Seabad lalu di kota Paris, dua pemikir besar dunia saling
berbalahan tentang satu tema yang hingga kini masih tetap renyah dibahas, yaitu
Islam. Mereka adalah Syaikh Muhamad
Abduh (1849 – 1905), ulama besar Mesir, dan Joseph Ernest Renan (1823 – 1892),
filsuf kawakan Perancis yang juga pengamat dunia Timur Tengah.
Diskusi mereka tentang Islam berakhir dengan pernyataan Renan berikut, “Saya tahu persis
kehebatan semua nilai Islam dalam Al-Quran. Tapi tolong tunjukkan satu komunitas
Muslim di dunia yang bisa menggambarkan kehebatan ajaran Islam itu?”
Kita tak tahu persis apakah reaksi
Abduh saat mendengar pertanyaan Renan?
Pun kita tak tahu siapa di antara mereka yang kemudian
tampil sebagai pemuka diskusi.
Namun yang jelas, Abduh tak mungkin alpa mengingat betapa
komunitas Muslim yang ditanya Renan pernah ada dalam sejarah Islam. Beberapa kota
berikut ini pernah menjadi saksi bisunya: Madinah al-Munawarah, Makkah, Damaskus,
Baghdad, Granada, Madrid, Barcelona, Toledo, Sevilla, Isfahan, Samarkand, Istambul,
Bukhara, Iskandariah. Tapi itu dulu. Sekarang, lain cerita.

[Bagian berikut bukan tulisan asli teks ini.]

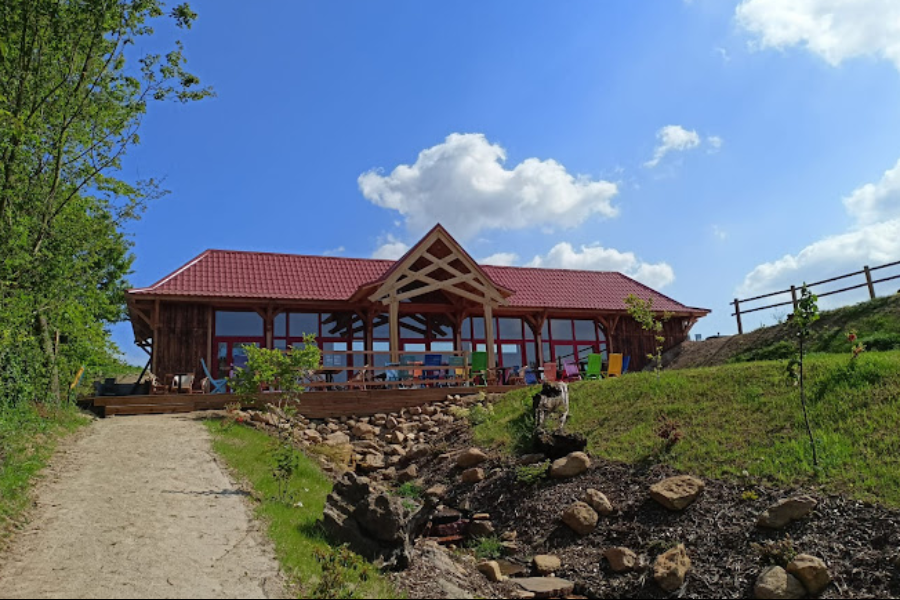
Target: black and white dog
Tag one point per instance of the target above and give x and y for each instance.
(554, 396)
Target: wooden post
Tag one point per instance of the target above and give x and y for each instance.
(737, 313)
(869, 282)
(394, 323)
(489, 333)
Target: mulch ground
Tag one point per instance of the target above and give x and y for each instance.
(859, 542)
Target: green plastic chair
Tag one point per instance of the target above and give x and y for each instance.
(595, 366)
(479, 367)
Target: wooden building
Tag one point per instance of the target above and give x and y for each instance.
(366, 313)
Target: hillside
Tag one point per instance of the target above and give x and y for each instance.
(876, 322)
(740, 418)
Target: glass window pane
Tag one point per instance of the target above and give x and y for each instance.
(303, 323)
(510, 329)
(561, 329)
(238, 324)
(585, 330)
(477, 328)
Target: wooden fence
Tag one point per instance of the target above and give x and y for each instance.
(866, 271)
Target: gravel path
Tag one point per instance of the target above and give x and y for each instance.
(138, 507)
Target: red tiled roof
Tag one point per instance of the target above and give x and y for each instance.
(237, 274)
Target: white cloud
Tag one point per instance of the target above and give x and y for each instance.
(390, 248)
(463, 184)
(672, 138)
(876, 202)
(500, 259)
(597, 258)
(834, 29)
(874, 239)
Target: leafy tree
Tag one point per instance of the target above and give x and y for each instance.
(805, 314)
(74, 89)
(642, 311)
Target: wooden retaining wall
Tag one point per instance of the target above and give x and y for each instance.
(313, 405)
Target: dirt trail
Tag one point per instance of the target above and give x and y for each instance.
(139, 508)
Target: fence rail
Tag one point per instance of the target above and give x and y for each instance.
(869, 283)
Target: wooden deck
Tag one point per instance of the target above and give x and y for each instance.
(313, 405)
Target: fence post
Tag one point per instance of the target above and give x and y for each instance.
(737, 313)
(869, 282)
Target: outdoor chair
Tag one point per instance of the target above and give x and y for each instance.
(550, 371)
(217, 386)
(595, 366)
(432, 360)
(480, 368)
(614, 369)
(570, 371)
(457, 365)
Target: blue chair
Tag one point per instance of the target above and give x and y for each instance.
(216, 386)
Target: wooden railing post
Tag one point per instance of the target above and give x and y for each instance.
(737, 314)
(869, 282)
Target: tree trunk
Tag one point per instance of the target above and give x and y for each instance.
(50, 356)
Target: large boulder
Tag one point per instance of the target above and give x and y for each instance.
(786, 511)
(811, 572)
(580, 518)
(571, 465)
(777, 584)
(374, 524)
(677, 493)
(671, 567)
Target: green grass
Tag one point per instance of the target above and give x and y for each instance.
(28, 436)
(740, 417)
(292, 526)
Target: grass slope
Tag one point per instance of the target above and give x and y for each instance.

Pertanyaan Renan tersebut memang tak menemu jawabnya pada
masa Islam kiwari. Hal itu dibuktikan oleh beberapa peneliti George Washington
University yang menyusun lebih dari seratus nilai luhur Islam yang dicuplik
dari Al-Quran serta budi pekerti Rasulullah Muhammad Saw. Mereka mendata lebih
dari 200 negara berbekal sederet indikator yang mereka sebut sebagai islamicity index demi mengukur seberapa
islami negara-negara tersebut. Hasilnya? Aotearoa (Tanah Berawan Putih Panjang) dinobatkan sebagai negara paling islami. Padahal Kristen adalah agama mayoritas
di sana meskipun masyarakatnya termasuk yang paling sekular di dunia. Kita,
biasa menyebut daerah ini sebagai Selandia Baru.

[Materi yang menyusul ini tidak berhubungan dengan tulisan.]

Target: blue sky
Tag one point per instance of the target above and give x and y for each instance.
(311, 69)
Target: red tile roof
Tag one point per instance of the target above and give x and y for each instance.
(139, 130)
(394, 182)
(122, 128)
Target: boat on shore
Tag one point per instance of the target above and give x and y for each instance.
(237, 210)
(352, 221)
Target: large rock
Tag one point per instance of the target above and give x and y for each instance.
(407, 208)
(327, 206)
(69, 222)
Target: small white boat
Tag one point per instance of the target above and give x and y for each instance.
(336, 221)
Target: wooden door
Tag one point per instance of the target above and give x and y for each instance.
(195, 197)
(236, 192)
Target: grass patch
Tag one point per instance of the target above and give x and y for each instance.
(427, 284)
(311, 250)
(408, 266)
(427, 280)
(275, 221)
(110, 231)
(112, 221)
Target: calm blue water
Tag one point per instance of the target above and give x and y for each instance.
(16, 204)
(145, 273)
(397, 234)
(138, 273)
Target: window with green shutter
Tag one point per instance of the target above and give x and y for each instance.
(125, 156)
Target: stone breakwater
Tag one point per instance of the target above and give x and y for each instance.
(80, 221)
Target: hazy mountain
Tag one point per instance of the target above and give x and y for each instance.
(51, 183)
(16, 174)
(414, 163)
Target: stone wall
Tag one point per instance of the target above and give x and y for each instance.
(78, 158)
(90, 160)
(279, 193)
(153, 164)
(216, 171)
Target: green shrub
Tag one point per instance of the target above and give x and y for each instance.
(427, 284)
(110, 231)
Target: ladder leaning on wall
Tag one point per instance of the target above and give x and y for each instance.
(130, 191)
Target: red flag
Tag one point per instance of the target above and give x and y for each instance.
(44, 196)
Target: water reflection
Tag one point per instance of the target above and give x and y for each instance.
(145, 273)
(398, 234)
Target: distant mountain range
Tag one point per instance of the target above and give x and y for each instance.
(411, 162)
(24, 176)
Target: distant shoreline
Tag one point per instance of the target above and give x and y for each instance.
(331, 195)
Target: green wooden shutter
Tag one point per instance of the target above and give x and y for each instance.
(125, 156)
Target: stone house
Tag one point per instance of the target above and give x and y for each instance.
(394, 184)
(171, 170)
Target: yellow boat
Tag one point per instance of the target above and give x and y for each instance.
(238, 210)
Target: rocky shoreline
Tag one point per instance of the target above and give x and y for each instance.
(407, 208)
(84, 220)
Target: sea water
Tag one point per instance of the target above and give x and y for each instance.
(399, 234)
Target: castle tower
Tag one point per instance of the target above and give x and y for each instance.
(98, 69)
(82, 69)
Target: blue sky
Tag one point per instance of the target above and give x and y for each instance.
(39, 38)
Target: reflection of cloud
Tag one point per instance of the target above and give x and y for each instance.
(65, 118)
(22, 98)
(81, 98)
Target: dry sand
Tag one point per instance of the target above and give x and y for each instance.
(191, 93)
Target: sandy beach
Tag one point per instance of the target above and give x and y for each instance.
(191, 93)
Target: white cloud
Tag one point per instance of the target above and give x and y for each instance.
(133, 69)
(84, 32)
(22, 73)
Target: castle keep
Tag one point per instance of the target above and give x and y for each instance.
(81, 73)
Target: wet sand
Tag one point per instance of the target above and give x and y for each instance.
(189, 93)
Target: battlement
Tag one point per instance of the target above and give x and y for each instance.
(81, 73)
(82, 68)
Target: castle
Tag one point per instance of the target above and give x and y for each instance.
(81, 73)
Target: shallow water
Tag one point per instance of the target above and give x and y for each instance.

Apa kabar Indonesia? Jangan khawatir dan bersedih. Negara
kita tercinta ini diapresiasi pada urutan ke-140. Tak jauh beda dengan negara
lain yang mengaku secara terang bahwa Islam adalah landasan pijak kehidupannya.
Apa sejatinya yang sedang terjadi pada bangsa Nusantara?

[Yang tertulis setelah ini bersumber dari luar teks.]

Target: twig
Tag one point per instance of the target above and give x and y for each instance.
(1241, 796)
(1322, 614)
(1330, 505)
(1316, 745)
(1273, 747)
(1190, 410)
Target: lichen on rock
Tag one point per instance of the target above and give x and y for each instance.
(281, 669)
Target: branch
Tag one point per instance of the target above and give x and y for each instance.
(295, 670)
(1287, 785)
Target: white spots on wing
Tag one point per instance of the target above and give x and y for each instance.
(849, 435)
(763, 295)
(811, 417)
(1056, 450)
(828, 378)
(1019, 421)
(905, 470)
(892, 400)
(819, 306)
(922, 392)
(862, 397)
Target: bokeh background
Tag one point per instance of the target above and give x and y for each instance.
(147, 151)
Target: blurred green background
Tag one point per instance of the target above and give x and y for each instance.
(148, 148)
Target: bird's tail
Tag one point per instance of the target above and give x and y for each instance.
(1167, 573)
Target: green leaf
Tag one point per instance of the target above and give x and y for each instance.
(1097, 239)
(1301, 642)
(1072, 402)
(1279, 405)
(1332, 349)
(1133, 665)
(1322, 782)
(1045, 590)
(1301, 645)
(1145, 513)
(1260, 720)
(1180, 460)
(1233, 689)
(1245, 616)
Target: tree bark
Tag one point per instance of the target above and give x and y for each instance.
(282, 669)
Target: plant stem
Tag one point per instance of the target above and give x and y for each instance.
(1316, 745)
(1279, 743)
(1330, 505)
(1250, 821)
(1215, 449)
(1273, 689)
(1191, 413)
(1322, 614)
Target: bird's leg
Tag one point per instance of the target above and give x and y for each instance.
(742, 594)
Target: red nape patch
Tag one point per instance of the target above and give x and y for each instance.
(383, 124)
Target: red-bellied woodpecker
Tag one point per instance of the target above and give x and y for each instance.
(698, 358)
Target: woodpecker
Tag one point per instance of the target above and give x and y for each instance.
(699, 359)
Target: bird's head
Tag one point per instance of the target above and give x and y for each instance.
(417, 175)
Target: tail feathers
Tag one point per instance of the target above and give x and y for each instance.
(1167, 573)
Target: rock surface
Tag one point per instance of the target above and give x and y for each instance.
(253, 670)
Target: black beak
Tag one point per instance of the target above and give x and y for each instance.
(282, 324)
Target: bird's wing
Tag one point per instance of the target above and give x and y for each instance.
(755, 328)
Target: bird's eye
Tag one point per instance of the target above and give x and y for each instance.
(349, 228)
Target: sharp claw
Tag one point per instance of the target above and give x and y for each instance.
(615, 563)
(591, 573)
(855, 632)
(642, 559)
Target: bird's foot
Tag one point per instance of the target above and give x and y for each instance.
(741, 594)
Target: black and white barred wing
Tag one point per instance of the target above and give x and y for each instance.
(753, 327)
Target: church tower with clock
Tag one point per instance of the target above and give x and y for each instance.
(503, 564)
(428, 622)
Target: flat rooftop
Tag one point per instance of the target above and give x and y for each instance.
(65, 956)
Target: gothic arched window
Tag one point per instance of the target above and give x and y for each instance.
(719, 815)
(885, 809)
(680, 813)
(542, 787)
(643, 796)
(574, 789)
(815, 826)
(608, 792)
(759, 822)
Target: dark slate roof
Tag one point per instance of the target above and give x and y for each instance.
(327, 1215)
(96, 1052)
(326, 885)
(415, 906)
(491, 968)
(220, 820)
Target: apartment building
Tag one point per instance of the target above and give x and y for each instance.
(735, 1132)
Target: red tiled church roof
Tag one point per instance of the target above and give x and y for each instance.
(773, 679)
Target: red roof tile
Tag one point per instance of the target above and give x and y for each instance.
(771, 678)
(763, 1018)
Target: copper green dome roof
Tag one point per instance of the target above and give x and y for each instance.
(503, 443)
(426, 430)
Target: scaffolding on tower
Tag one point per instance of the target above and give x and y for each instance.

Bukankah kita negara dengan penganut Islam terbanyak di
dunia?
Apakah Islam telah mengalami pemerosotan demikian parah hingga
ke titik nadir?
Lantas apa peran ulama dan cendekiawan Islam kita selama
ini?
Sudah tak mampukah pondok pesantren, universitas
berbendera Islam, Nadlatul
Ulama, dan Muhammadiyah menggembleng umat?
Agar bisa menjawab pertanyaan di atas, tak dibutuhkan
riset panjang dan berlembar halaman kerja ilmiah. Cukup hanya dalam sepersekian
detik saja. Mari sejenak kita menyelam dalam diri sendiri. Bercerminlah pada
telaga kehidupan kita. Lihat dan renungilah apa yang telah kita lakukan dan apa
yang sedang terjadi kini.
Sebanyak 946,814 lelaki di Jawa Barat ternyata ‘berhidung belang.’ Parahnya,
sebanyak 520,748 di antaranya adalah kepala rumah tangga dengan istri dan anak. Itu baru
di Jawa Barat. Bagaimana dengan provinsi lain?
Sedari 2011-2014, ada 5,223 kasus pelecehan seksual pada
anak. 60 persen korbannya adalah anak lelaki dan pelakunya, lelaki dewasa. Penyimpangan
seksual ini akan terus meruak karena mengandung potensi laten. Belum lagi jika ditambah
dengan pelecehan seksual yang menimpa kaum perempuan. Lelaki Indonesia juga harus dibela. Sebagian besar iklan pakaian dalam, sekadar menyebut contoh, adalah teror libido yang dilakukan kaum kapitalis neo-liberal dengan begitu frontal. Titiknya, tersebar di banyak papan reklame, televisi, dan di ruang publik. Rantai setan ini jelas sulit diputus jika kita hanya berpangku tangan belaka.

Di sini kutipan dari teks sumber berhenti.